Fecal microbiota taxonomy
Phylum-level relative abundance data for day 3 and 4 of treatment for 10 L1 and 12 L2 horses admitted for colitis are shown in Fig 3. The proportions of sequences assigned to major bacterial phyla and the variability between samples was similar to what was previously observed [4]. Bacteroidetes and Firmicutes were the most abundant taxa. The complete taxonomy of 202 samples is shown in S8 Table. LDA [30] was applied to investigate the differences between locations and treatment groups. The results are summarized in Table 2. The number of discriminative OTUs identified in these analyses reflects the taxonomic difference between the groups of samples being compared as well as the heterogeneity within each group of samples. Whereas only 34 significantly different OTUs were found when comparing microbiota from colitis horses at L1 and L2, the number of discriminative OTUs between healthy L1 and healthy L2 horses was 11 times greater (385). Given the extensive divergence between microbiota from diseased horses revealed by PCoA (Fig 1), this result indicates that colitis leads to very different dysbiotic states. This interpretation is consistent with the mean weighted UniFrac distances between healthy horses compared to those between diseased horses. Ignoring location, for the healthy microbiota the mean UniFrac distance is 0.33 (4437 comparisons, SD = 0.24), whereas distances between dysbiotic microbiota is almost double (0.63, 5054 comparisons, SD = 0.30). This level of heterogeneity among dysbiotic microbiota reduces the number of OTUs which reach significance in the L1 vs. OTU diseased horse comparison to only 34, as shown in Table 2. In contrast, when LDA is applied to the relatively homogeneous populations of L1 and L2 healthy microbiota, the number of significantly distinct OTUs is much larger, which is explained by the relative homogeneity of each group of healthy microbiota. The two cross-comparisons (L1 donor vs. L2 colitis; L1 recipient vs. L2 healthy) were not performed because the combination of two variables (location and disease) makes them less informative.
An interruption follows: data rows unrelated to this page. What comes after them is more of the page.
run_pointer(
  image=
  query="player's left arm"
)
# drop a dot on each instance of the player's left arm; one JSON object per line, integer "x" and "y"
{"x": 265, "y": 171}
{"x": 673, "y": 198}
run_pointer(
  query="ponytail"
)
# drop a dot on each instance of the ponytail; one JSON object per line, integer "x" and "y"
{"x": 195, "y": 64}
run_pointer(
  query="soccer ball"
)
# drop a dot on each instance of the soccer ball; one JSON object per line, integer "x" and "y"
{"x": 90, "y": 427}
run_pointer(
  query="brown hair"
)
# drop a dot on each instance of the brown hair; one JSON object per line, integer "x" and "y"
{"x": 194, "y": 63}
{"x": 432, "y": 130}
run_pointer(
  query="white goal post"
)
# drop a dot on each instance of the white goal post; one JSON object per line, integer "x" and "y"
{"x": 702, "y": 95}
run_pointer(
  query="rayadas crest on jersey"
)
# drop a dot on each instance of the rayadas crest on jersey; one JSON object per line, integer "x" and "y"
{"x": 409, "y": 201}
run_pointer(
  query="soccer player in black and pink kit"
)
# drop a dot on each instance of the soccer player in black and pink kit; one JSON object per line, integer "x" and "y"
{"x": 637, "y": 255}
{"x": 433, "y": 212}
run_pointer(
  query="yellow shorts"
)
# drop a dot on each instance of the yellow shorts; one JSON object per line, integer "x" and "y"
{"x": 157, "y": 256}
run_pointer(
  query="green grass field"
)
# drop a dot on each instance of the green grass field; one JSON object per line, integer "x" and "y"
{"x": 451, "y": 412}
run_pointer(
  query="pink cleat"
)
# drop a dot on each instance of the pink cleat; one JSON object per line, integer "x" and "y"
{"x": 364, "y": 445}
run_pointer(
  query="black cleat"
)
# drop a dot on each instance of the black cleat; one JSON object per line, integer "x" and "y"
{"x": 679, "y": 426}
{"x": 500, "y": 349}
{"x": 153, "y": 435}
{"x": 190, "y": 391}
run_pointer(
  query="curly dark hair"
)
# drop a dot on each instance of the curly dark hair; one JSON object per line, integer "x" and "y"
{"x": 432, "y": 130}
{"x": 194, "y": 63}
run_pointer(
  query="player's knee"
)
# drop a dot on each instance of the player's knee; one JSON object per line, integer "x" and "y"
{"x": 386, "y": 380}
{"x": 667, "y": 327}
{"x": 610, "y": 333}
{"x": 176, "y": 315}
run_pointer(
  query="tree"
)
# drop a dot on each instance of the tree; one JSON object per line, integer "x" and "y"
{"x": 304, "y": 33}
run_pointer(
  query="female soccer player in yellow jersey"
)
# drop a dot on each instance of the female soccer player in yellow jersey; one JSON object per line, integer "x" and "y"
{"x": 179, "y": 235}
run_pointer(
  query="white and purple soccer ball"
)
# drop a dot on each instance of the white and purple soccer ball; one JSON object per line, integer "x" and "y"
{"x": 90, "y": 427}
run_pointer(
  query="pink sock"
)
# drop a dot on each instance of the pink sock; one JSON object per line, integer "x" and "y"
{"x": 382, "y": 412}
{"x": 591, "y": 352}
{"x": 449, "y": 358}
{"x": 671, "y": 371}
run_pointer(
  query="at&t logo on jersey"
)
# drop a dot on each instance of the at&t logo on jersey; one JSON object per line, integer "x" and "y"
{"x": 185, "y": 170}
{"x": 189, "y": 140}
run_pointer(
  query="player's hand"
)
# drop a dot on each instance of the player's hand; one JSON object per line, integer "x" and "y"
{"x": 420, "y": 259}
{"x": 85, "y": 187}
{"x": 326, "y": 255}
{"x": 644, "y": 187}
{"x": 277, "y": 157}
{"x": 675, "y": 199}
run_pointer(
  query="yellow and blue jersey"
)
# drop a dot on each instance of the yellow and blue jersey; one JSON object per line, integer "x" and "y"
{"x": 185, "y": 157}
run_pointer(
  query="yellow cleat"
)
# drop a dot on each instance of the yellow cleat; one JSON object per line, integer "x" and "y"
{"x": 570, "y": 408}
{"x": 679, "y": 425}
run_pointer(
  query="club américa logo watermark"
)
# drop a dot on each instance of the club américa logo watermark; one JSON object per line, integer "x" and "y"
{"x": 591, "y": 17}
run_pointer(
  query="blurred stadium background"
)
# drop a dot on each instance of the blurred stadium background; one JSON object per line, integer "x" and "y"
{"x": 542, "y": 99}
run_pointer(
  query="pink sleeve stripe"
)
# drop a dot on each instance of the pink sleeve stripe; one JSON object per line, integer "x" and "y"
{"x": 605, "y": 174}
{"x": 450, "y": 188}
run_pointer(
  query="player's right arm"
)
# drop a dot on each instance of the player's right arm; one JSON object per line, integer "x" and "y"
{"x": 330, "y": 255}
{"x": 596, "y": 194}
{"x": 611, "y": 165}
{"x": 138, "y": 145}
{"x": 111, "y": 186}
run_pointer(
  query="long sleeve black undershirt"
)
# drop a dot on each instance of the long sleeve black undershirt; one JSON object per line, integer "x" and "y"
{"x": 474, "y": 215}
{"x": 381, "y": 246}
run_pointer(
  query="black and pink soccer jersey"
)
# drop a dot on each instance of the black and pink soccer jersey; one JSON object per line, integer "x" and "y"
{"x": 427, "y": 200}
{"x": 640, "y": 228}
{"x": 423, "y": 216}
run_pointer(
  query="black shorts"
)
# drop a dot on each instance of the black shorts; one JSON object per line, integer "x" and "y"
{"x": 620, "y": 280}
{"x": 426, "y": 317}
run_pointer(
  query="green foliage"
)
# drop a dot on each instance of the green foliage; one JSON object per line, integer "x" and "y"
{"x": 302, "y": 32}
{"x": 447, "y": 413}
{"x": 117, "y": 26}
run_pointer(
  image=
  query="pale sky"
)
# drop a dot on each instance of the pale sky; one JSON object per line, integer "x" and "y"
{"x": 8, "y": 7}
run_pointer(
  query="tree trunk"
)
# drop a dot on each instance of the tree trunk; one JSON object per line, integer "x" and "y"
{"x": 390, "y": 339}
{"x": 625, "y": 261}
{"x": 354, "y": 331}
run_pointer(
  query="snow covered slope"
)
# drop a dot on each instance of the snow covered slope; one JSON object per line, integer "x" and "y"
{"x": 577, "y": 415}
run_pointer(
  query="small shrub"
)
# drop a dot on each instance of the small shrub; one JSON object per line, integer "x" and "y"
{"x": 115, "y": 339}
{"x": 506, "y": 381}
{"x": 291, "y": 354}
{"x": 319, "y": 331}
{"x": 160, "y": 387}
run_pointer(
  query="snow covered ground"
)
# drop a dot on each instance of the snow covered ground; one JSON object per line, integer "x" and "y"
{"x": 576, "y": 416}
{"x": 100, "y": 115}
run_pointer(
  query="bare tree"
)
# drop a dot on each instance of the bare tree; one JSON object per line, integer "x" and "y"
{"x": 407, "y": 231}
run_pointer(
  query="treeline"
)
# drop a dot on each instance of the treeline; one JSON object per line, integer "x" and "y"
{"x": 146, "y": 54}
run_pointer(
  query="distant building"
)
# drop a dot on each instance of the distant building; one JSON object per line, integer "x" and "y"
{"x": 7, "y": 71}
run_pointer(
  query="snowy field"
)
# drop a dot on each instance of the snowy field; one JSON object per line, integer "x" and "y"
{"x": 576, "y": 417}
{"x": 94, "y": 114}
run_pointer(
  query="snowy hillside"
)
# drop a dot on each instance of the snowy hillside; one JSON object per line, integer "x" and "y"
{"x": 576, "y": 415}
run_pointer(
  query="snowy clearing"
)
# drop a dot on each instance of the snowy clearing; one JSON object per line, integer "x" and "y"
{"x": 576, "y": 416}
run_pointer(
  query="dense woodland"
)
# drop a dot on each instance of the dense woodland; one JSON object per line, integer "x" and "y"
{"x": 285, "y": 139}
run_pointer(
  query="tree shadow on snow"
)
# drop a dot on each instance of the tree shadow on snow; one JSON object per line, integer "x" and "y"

Table 2. Number of discriminative OTUs in four pairwise comparisons of fecal microbiota*.
L2 | L1 | ||||
healthy | colitis | donor | recipient | ||
L2 | healthy | S9 | S11 | ||
colitis | 517 | S10 | |||
L1 | donor | 385 | - | 3 | |
recipient | - | 34 | 425 |
* Lower triangle shows the number of discriminative OTUs; upper triangle indicates the table showing the corresponding taxonomic classifications.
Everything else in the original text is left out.